Substance abuse is a primary factor in the delinquent behavior of many youth. Delinquency and drugs affect communities across America. Adolescent substance abusers are more difficult to treat than adult substance abusers. The pressures created by physical, hormonal, and emotional changes produce stressors that are magnified by typical adolescent developmental drives for individuality, separation, autonomy, and social acceptance (NCJRS, 2000).
In an effort to understand the seriousness of juvenile substance abuse, one must look at the trends in alcohol and other drug use.
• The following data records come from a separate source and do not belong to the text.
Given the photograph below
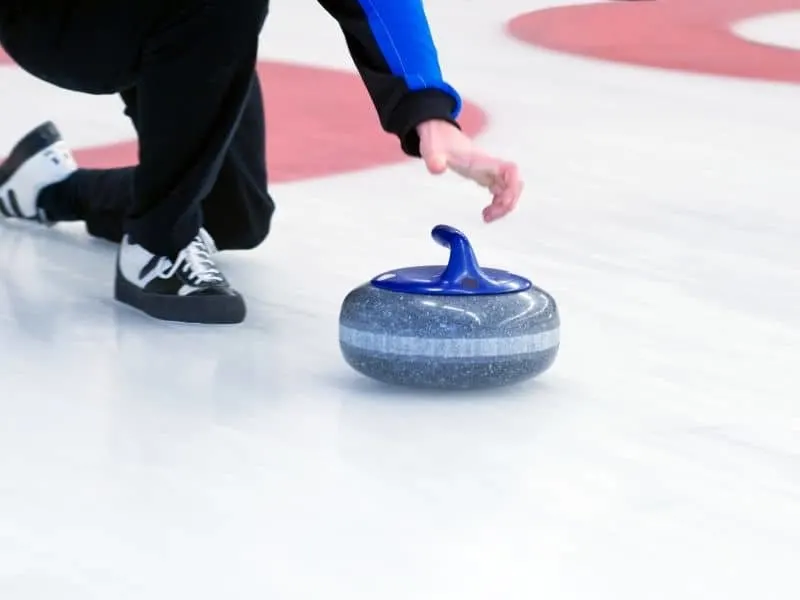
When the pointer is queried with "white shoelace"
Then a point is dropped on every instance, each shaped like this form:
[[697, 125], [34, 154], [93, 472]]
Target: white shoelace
[[196, 260]]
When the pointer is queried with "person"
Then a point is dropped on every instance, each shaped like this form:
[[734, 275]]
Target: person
[[186, 72]]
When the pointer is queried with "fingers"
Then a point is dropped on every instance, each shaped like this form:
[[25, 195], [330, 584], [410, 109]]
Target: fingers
[[506, 189]]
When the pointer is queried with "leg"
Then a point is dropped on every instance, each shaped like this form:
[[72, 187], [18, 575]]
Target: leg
[[237, 212], [192, 88]]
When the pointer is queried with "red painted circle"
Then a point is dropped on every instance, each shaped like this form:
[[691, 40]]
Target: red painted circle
[[320, 122], [685, 35]]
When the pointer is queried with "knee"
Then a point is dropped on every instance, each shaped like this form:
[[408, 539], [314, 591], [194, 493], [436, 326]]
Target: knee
[[244, 231]]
The following summarizes recent trends in substance abuse among youth in the United States:.
Youth in the general population have reported steadily rising levels of alcohol and other drug use since 1992, but levels of use have not returned to the peak rates reported in the 1980's (Substance Abuse and Mental Health Services Administration [SAMHSA], 1998; Johnston, O'Malley, and Bachman, 1998).
Youth are beginning to use alcohol and other drugs at earlier ages, and use increases steadily with age (SAMHSA, 1998; Johnston, O'Malley, and Bachman, 1998).
As youth perceive that alcohol and other drugs are less harmful than they previously believed their attitudes about the use of alcohol and other drugs become less negative, their use of these substances increases (SAMHSA, 1998; Johnston, O'Malley, and Bachman, 1998).
Among male youth entering the juvenile justice system in 13 cities across the country, between 40.3 percent and 68.7 percent tested positive for illicit drugs at arrest or booking according to the 1998 report of the Drug Abuse Monitoring Program (National Institute of Justice [NIJ], 1999).
Male juveniles with drug offenses have the highest rates of positive urinalyses for illegal drugs, but property and violent offenses clearly are also linked to drug use (NIJ, 1998). National data about substance abuse by female delinquents is not available.